Donations and Gleanings Appreciated

They are grateful for donated food, Call said; it makes greater variety possible on distribution nights. Peter Coleman of MOFGA-certified organic Wildfire Fellowship Farm in Buckfield regularly donates, and PieTree Orchard in Sweden lets GGHC glean apples in the fall.

“We gleaned four times last fall,” Call said, and were able to distribute apples to all recipients as well as to the Maine Veterans’ Home, some schools and food pantries. PieTree also donates fresh produce every week, she added. Cooper Farms is also a huge source of weekly donations.

After distribution ends in early October, opportunities still exist to glean apples, squash and pumpkins, which they distribute to churches, food pantries, child care centers and Community Concepts.

Educational Opportunities

To recruit volunteers, Murphy taught an eight-week class in spring 2016 focusing on common garden vegetables. The response was good, and GGHC hopes to provide more educational opportunities in the future.

The McKeen Center for the Common Good at Bowdoin College in Brunswick contacted them, Call said, to see if GGHC wanted to work with students learning about rural Maine communities. Ten students spent a Thursday afternoon in August working with GGHC volunteers harvesting and preparing produce and then participating in the evening distribution. They were enthusiastic, and everyone enjoyed working with them, she said, and GGHC hopes that involvement will continue.

More Gardens

In addition to these new gardens, GGHC volunteers maintain the Maine Veterans’ Home garden in South Paris and the Rumford Tuesday Night garden. Veterans’ Home residents and staff use the garden produce, and GGHC volunteers harvest the rest.

Bonnie Pooley of Bethel has been involved in the Rumford Tuesday Night garden for about 10 years. That garden, she said, has existed since 1999, and she has developed a friendship with the 10 or 15 long-term volunteers who have kept it going all these years.

Murphy also has a fond history with this garden and said that two founding gardeners, retired mill employees, had asked for the land from the mill, did the hard work of clearing the property and have been part of the effort ever since. Although this is a traditional garden built directly in the earth, Pooley said they have built up the beds for better drainage by digging soil from the paths. They used some money from the Betterment Fund and help from the town of Rumford to set up an irrigation system.
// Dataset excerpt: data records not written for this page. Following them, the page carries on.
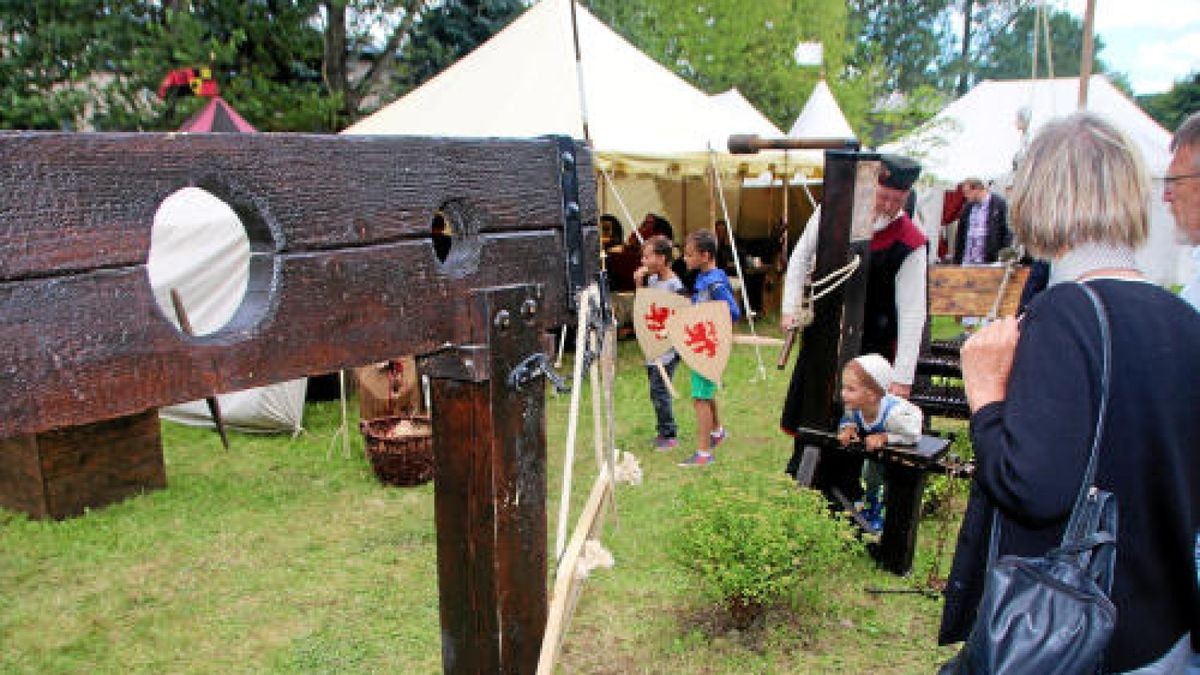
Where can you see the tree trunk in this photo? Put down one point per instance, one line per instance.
(333, 69)
(965, 57)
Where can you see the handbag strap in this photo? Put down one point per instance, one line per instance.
(1077, 527)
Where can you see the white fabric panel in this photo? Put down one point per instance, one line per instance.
(977, 136)
(199, 248)
(523, 82)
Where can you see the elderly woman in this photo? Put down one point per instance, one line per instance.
(1080, 199)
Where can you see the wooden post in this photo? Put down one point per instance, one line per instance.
(835, 332)
(490, 495)
(1085, 59)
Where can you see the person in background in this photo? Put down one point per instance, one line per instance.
(655, 273)
(875, 418)
(712, 284)
(893, 314)
(983, 226)
(612, 234)
(1181, 190)
(1080, 201)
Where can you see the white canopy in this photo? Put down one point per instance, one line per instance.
(977, 136)
(821, 117)
(199, 249)
(523, 82)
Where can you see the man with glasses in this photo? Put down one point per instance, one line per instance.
(1181, 190)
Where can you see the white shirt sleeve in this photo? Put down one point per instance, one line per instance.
(904, 423)
(910, 314)
(799, 264)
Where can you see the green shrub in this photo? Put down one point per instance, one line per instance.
(755, 539)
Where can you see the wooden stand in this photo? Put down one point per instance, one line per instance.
(63, 472)
(342, 273)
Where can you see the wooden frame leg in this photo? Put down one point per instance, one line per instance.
(490, 494)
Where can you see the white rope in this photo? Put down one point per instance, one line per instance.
(835, 279)
(624, 209)
(737, 262)
(573, 420)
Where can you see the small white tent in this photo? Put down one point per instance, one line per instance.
(199, 249)
(821, 117)
(977, 136)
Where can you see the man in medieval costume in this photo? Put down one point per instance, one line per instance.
(893, 316)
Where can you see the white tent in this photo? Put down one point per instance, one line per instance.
(821, 117)
(977, 136)
(523, 82)
(199, 249)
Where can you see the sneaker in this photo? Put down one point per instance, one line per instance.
(665, 444)
(717, 437)
(699, 459)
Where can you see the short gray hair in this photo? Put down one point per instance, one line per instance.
(1188, 135)
(1083, 180)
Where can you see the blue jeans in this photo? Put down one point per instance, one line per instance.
(660, 396)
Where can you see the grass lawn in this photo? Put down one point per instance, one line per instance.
(285, 556)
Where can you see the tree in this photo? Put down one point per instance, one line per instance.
(717, 45)
(905, 43)
(1174, 106)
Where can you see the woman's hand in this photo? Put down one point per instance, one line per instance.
(987, 362)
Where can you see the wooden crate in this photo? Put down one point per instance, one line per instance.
(63, 472)
(971, 290)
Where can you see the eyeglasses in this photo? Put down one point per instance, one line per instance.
(1170, 180)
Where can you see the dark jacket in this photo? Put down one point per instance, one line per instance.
(999, 236)
(1031, 451)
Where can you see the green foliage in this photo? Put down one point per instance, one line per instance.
(450, 31)
(903, 43)
(1174, 106)
(1009, 54)
(285, 66)
(723, 43)
(756, 538)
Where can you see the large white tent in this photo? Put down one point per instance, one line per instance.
(977, 136)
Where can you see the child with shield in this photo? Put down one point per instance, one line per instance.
(712, 284)
(655, 273)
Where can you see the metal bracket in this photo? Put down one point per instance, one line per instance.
(573, 227)
(532, 368)
(463, 363)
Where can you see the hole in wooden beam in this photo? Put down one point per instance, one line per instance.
(202, 250)
(462, 222)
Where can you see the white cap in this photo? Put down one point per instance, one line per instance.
(877, 369)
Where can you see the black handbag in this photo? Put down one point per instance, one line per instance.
(1051, 614)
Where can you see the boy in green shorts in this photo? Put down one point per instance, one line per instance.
(712, 284)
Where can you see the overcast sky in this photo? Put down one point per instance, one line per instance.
(1152, 41)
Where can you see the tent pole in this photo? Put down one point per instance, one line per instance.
(1085, 59)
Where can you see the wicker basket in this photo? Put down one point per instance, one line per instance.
(400, 457)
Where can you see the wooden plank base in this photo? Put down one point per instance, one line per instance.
(64, 472)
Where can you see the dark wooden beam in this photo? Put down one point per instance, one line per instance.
(490, 477)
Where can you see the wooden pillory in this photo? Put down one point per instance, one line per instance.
(342, 273)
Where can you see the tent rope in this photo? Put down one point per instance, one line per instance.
(624, 209)
(737, 263)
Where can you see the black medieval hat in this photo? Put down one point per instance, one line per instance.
(898, 172)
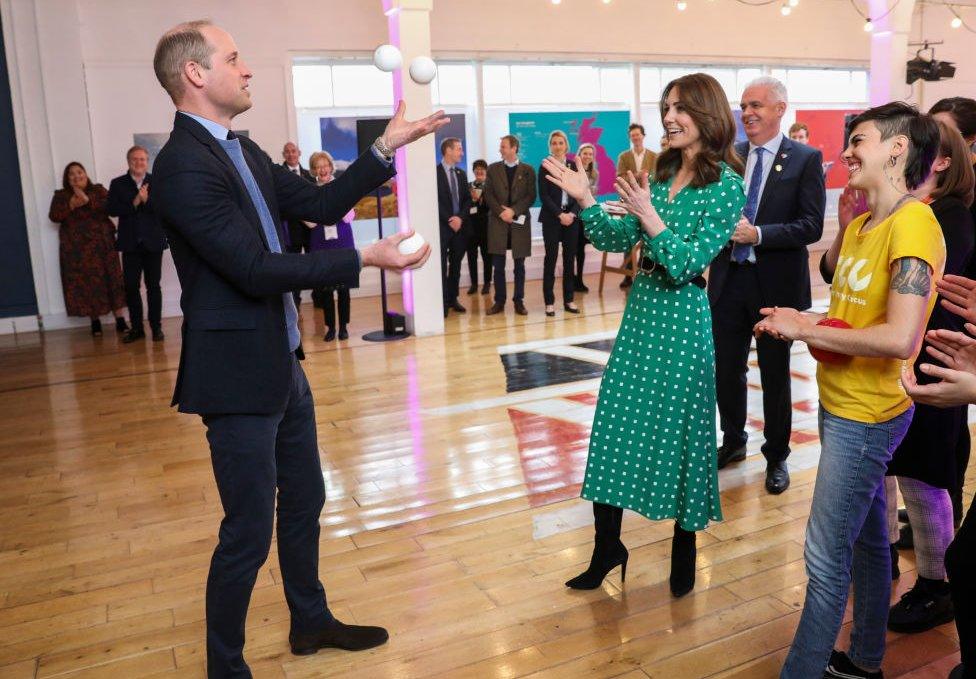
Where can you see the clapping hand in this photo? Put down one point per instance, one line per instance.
(958, 296)
(400, 131)
(635, 195)
(576, 183)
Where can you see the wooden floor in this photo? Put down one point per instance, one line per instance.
(452, 465)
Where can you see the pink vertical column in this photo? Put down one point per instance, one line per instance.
(409, 29)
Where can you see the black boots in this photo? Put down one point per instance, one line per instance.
(683, 555)
(608, 551)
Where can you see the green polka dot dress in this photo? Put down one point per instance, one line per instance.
(652, 448)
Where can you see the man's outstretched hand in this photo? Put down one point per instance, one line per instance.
(385, 254)
(400, 131)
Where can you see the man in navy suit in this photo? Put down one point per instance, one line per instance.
(220, 198)
(454, 208)
(141, 241)
(765, 265)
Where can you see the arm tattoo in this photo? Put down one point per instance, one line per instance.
(913, 277)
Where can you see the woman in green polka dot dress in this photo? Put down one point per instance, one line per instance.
(652, 449)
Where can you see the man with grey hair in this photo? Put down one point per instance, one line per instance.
(220, 198)
(765, 265)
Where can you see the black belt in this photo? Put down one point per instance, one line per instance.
(647, 265)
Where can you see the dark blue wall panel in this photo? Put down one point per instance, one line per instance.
(17, 296)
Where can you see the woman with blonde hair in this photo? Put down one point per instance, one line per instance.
(560, 226)
(331, 237)
(652, 449)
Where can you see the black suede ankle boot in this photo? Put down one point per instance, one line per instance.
(608, 551)
(683, 555)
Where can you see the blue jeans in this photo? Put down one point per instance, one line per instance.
(847, 538)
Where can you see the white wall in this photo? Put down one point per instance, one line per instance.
(83, 80)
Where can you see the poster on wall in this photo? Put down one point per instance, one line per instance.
(827, 132)
(606, 130)
(338, 135)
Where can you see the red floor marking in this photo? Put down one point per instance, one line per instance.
(552, 454)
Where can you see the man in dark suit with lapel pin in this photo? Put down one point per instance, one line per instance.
(765, 265)
(295, 232)
(221, 198)
(454, 208)
(141, 241)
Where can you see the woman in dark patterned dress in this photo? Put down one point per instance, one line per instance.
(91, 275)
(652, 449)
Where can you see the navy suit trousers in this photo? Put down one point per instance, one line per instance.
(255, 458)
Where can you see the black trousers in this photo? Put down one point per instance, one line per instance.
(961, 567)
(733, 317)
(581, 242)
(478, 242)
(555, 234)
(254, 457)
(329, 300)
(136, 266)
(453, 246)
(498, 271)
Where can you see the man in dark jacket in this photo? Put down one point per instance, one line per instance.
(221, 198)
(141, 241)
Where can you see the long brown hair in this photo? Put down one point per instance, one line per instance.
(705, 101)
(957, 179)
(65, 184)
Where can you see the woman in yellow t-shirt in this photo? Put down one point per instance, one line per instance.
(885, 266)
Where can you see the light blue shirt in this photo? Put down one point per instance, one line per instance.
(771, 148)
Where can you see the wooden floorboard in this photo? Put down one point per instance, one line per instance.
(452, 517)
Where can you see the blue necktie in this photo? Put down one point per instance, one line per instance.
(232, 145)
(741, 251)
(455, 201)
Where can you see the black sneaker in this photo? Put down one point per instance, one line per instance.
(926, 605)
(841, 667)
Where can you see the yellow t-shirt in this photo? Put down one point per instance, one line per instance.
(868, 389)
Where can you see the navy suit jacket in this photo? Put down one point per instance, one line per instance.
(551, 197)
(137, 225)
(235, 356)
(791, 215)
(444, 208)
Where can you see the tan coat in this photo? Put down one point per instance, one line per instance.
(523, 196)
(625, 161)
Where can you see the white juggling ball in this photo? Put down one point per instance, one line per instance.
(422, 70)
(410, 245)
(387, 58)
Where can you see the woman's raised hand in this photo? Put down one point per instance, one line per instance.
(575, 183)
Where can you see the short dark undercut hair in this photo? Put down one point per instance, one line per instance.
(898, 118)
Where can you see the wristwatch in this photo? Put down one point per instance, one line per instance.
(383, 149)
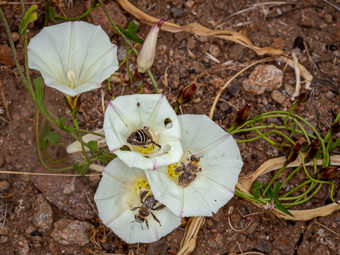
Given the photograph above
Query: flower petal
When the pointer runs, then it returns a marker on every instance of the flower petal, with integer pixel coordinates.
(78, 46)
(220, 163)
(127, 114)
(76, 146)
(115, 197)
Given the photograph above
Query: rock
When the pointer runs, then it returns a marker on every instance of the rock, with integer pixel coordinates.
(264, 246)
(6, 57)
(2, 161)
(68, 232)
(98, 17)
(278, 97)
(337, 36)
(263, 78)
(321, 250)
(214, 50)
(4, 186)
(189, 4)
(3, 239)
(159, 247)
(56, 191)
(43, 215)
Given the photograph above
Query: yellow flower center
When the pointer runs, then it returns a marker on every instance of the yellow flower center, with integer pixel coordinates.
(143, 150)
(142, 185)
(71, 76)
(171, 171)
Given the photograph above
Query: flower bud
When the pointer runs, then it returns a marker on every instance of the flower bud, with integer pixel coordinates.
(328, 173)
(293, 152)
(147, 53)
(242, 115)
(335, 128)
(303, 97)
(312, 150)
(186, 94)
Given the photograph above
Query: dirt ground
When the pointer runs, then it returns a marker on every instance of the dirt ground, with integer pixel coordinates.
(38, 213)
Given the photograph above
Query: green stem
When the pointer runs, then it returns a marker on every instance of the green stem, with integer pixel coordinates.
(154, 83)
(273, 179)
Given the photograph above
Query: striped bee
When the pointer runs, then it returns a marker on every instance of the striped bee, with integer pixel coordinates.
(148, 204)
(188, 170)
(142, 137)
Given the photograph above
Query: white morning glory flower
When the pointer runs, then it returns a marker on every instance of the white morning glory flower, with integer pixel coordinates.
(204, 179)
(73, 57)
(119, 198)
(148, 126)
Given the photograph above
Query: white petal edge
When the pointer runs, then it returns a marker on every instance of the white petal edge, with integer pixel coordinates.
(80, 46)
(76, 146)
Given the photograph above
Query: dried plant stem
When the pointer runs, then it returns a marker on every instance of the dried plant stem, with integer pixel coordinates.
(219, 93)
(44, 174)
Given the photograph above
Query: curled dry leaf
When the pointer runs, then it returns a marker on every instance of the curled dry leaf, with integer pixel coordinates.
(246, 182)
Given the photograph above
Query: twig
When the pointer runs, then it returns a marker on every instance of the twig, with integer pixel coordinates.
(230, 211)
(43, 174)
(4, 100)
(330, 230)
(333, 5)
(219, 93)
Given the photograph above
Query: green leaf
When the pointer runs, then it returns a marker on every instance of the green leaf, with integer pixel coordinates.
(256, 189)
(273, 194)
(30, 16)
(132, 27)
(53, 137)
(92, 146)
(334, 145)
(81, 168)
(131, 32)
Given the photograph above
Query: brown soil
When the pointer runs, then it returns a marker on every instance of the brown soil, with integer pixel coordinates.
(72, 198)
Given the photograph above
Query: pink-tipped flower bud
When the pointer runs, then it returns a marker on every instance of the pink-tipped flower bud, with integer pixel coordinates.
(148, 51)
(186, 94)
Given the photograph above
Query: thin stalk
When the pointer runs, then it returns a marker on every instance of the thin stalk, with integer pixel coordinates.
(37, 115)
(76, 125)
(93, 5)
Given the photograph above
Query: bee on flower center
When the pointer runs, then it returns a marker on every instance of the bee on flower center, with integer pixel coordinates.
(149, 204)
(142, 137)
(188, 170)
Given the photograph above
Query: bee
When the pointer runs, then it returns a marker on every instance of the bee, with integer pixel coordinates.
(142, 137)
(149, 204)
(188, 170)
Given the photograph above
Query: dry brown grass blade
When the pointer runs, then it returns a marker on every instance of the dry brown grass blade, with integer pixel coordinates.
(245, 183)
(192, 228)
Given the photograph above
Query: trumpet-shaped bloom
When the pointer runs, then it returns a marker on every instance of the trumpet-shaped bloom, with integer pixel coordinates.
(118, 199)
(73, 57)
(206, 178)
(147, 54)
(151, 124)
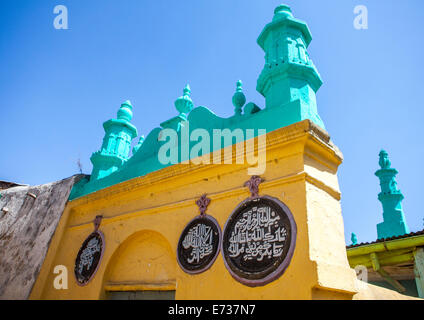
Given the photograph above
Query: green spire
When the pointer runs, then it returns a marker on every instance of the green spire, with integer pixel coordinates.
(116, 143)
(354, 239)
(125, 112)
(394, 223)
(239, 98)
(184, 104)
(289, 79)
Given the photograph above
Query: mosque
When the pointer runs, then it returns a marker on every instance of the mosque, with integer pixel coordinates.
(210, 225)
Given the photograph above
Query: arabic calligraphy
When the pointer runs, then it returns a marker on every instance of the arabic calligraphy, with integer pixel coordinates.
(200, 239)
(258, 240)
(88, 258)
(87, 255)
(198, 246)
(257, 235)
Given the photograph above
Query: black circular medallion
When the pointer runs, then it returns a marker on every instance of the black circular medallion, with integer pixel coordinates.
(88, 258)
(259, 240)
(199, 244)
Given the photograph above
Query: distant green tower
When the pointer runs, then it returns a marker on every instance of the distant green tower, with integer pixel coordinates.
(394, 223)
(289, 78)
(115, 149)
(354, 239)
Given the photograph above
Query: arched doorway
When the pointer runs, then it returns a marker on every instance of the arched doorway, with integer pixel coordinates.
(142, 268)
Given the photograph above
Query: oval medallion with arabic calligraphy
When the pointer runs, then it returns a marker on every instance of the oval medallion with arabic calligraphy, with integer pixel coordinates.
(199, 244)
(259, 240)
(88, 258)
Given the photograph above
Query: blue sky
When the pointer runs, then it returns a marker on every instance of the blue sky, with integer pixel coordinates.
(58, 86)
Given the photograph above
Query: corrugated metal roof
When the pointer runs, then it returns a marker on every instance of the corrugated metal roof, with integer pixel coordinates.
(408, 235)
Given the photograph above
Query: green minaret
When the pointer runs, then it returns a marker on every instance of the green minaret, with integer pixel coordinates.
(394, 223)
(116, 143)
(289, 78)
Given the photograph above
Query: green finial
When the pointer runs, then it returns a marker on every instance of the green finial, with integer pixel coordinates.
(125, 112)
(394, 223)
(184, 104)
(384, 161)
(281, 12)
(289, 79)
(239, 98)
(138, 145)
(354, 239)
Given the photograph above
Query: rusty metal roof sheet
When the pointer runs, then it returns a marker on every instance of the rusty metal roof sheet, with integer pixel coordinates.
(408, 235)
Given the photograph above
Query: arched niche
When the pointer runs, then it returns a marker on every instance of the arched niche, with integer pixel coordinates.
(144, 262)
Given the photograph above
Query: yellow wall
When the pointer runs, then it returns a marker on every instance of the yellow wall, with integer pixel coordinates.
(144, 217)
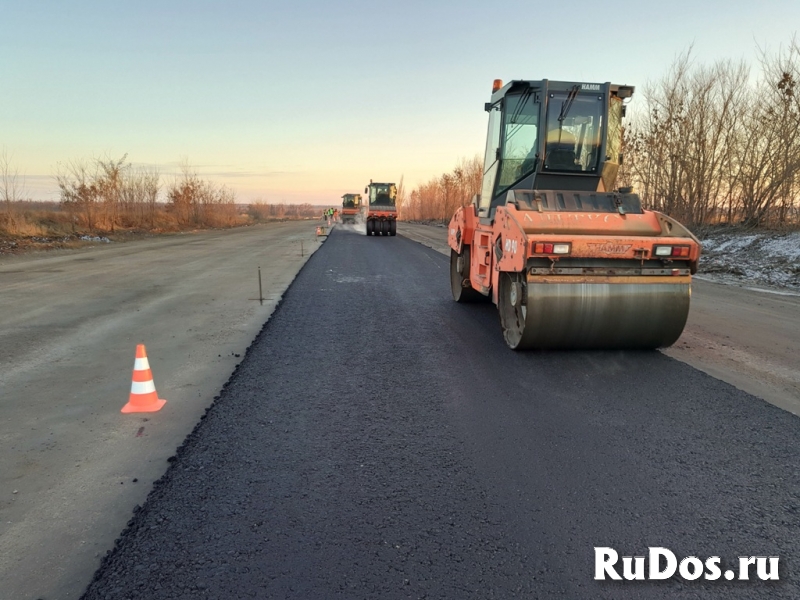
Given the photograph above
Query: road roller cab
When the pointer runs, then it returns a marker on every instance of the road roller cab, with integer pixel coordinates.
(380, 210)
(351, 207)
(569, 260)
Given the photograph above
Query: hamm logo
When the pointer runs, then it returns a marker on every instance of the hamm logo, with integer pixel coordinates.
(609, 248)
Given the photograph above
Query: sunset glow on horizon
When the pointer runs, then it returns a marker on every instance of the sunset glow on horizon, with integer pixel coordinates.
(304, 101)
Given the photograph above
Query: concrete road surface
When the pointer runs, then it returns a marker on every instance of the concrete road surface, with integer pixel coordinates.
(398, 449)
(72, 467)
(749, 337)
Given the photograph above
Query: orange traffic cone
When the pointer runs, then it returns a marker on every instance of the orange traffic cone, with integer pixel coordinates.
(143, 391)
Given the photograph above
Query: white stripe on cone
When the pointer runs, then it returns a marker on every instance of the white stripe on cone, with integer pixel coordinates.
(142, 387)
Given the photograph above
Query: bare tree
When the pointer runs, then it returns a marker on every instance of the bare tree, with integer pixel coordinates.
(12, 189)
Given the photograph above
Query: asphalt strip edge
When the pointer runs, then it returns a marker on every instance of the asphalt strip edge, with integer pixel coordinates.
(139, 511)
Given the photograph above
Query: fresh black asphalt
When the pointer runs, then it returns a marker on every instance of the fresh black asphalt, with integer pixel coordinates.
(380, 441)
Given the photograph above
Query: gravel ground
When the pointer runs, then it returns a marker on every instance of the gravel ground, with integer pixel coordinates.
(379, 441)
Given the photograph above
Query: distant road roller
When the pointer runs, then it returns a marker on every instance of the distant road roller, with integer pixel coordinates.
(380, 212)
(351, 208)
(569, 260)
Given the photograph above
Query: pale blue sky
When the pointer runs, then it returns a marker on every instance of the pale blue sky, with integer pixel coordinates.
(306, 100)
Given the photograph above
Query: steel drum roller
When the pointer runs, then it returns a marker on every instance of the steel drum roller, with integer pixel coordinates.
(621, 312)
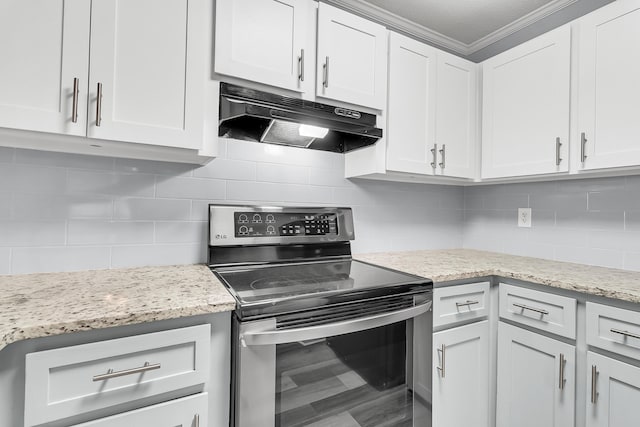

River Valley Healthy Communities Coalition has also supported this effort for a long time, providing the site for produce distribution as well as sponsoring an annual 5K race that supports the Rumford garden.

After taking Murphy’s Master Gardener course several years ago, Pooley worked in the Rumford garden to fulfill the required 30 hours of volunteer service. “For me, it was a way to garden with experienced people. The hands-on work reinforced the things I had learned and maybe forgotten – the necessity to thin carrots, weeding often, for example. I’m still learning. This year I learned how to trellis tomatoes from Peter Coleman.”

About 60 people go to the River Valley Healthy Communities Coalition office on Tuesday nights for the distribution, and Pooley finds it enlightening to talk with people there about their reasons for coming. Some say they want to be healthy, to eat right. About 15.5 percent of Oxford County residents are food insecure, Pooley explained. “The most needy are usually taken care of by social services, but it’s the people in between, those having trouble making ends meet, trying to feed their families well, who come every week for the distribution. And there are others with a surplus who come to donate.”

Inclusive and Inspiring

“We are your neighbors,” says the GGHC website (https://www.gardenersgrowinghealthycommunities.org/). “We garden, cook and spend time with friends. We believe that if communities are to become more inclusive and inspiring, we need to, at the very least, ensure that the extraordinary bounty from our gardens is shared.” And GGHC is doing just that.